PENSACOLA, Fla. (WKRG) — The City of Pensacola is looking to join other cities like Crestview and Gulf Breeze in installing red light cameras.

“The vast majority of our calls for service are usually traffic crashes,” Pensacola Mayor D.C. Reeves said.

Mayor Reeves said, in 2022, Pensacola police officers spent at least 5,000 hours working more than 3,000 traffic crashes costing the city well over $100,000.

“How do we start to mitigate the huge labor expense that we’re spending for people to be at these crashes,” Reeves said.

The city started by doing 16-hour assessments at some of the most dangerous intersections, and the mayor said the problem was worse than expected.

“Shocking.. to say the least,” he said.

Over the past 10 years, three intersections have always been in the top three for total car crashes: 9th Avenue at Bayou Boulevard, 9th at Airport Boulevard and Davis Highway at Fairfield Drive.

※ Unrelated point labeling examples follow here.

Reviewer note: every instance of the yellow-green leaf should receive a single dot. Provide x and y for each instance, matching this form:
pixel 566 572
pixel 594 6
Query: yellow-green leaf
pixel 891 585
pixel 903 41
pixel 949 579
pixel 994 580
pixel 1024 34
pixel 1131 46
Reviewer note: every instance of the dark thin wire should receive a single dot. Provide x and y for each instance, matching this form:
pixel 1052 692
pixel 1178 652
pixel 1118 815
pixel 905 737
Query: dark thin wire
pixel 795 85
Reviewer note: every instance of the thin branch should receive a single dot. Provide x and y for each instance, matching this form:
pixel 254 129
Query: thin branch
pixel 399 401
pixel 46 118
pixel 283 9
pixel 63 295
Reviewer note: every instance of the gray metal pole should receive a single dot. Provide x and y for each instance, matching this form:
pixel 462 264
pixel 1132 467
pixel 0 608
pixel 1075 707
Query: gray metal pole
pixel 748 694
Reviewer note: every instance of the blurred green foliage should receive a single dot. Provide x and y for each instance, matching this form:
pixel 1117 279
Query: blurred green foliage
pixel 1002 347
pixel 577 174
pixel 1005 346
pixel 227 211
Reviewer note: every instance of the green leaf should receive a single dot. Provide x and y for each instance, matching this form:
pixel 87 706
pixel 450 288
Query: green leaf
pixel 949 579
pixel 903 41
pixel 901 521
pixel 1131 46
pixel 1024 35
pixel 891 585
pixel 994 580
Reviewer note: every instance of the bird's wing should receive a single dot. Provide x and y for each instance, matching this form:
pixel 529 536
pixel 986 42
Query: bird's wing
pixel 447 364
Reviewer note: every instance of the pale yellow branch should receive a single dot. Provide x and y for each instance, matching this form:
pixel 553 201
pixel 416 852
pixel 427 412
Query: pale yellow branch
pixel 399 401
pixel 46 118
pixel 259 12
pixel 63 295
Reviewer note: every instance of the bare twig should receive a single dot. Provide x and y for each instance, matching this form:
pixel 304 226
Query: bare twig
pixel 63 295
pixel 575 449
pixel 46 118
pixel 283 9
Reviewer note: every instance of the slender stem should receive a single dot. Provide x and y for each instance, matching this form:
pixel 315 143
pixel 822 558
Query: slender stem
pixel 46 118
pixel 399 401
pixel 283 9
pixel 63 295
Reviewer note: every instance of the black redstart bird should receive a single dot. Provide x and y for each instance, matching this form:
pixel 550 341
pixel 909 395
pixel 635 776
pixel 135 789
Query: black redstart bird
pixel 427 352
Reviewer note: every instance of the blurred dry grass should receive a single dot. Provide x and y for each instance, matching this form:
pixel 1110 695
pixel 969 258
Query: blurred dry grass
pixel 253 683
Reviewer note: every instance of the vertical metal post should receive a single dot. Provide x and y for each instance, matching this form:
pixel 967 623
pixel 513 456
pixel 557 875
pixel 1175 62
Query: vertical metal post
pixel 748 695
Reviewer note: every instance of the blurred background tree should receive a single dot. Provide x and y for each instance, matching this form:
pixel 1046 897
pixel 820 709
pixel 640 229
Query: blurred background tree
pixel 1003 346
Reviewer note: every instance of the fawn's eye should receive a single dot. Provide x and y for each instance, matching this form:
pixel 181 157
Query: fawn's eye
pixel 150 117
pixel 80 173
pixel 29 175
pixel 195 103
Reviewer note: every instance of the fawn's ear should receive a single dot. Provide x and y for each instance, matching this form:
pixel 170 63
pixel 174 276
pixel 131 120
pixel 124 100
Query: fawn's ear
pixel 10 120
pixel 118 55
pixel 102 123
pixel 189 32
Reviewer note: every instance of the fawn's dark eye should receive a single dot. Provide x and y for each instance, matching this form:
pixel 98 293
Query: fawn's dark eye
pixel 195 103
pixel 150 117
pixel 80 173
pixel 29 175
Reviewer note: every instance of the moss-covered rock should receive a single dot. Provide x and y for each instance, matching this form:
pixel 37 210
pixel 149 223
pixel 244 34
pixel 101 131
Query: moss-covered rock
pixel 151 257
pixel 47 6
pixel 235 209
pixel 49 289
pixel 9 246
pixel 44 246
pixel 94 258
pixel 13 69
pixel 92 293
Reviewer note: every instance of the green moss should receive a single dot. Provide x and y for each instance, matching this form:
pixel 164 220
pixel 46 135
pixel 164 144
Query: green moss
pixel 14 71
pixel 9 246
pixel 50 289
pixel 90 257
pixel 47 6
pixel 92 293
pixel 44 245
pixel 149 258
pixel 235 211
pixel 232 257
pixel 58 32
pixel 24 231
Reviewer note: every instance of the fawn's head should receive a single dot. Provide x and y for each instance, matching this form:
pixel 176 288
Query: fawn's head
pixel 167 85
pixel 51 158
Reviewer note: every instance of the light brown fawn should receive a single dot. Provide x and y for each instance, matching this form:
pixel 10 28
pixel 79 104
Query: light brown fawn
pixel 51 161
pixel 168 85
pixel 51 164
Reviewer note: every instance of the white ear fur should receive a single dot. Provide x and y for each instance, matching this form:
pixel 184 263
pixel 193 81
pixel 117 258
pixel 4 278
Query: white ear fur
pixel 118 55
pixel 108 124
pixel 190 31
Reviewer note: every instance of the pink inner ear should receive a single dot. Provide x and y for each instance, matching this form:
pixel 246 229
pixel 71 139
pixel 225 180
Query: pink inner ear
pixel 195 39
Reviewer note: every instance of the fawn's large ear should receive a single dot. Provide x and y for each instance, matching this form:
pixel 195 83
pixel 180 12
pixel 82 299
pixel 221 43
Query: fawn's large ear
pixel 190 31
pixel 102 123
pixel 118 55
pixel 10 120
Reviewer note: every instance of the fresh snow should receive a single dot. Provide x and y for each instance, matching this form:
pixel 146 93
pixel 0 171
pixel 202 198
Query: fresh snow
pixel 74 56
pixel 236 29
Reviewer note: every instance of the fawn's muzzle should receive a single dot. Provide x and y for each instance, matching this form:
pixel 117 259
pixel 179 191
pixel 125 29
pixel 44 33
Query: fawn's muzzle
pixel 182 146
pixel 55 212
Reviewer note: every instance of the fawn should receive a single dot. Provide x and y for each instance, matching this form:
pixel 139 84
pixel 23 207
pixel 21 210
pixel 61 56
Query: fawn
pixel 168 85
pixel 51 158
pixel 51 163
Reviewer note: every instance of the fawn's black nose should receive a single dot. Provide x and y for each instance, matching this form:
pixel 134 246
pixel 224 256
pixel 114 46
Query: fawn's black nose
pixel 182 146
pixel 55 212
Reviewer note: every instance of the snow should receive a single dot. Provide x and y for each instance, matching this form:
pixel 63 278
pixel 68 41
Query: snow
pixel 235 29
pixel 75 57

“We don’t want people injured or killed,” Reeves said. “That’s what our goal is, and we don’t want to spend five, six, seven, eight thousand hours of our police officers time that could be out investigating crimes, and we’re dealing with crashes because we’ve got people slamming through red lights.”

The city will likely start a pilot program to put cameras at a few intersections where the highest number of drivers run red lights.

“I’m talking about the light turned red, and you blew through it. We have single intersections over one day that are 40 or 50 times, and you think about pedestrians,” Reeves said. “You think about bicyclists. It’s alarming.”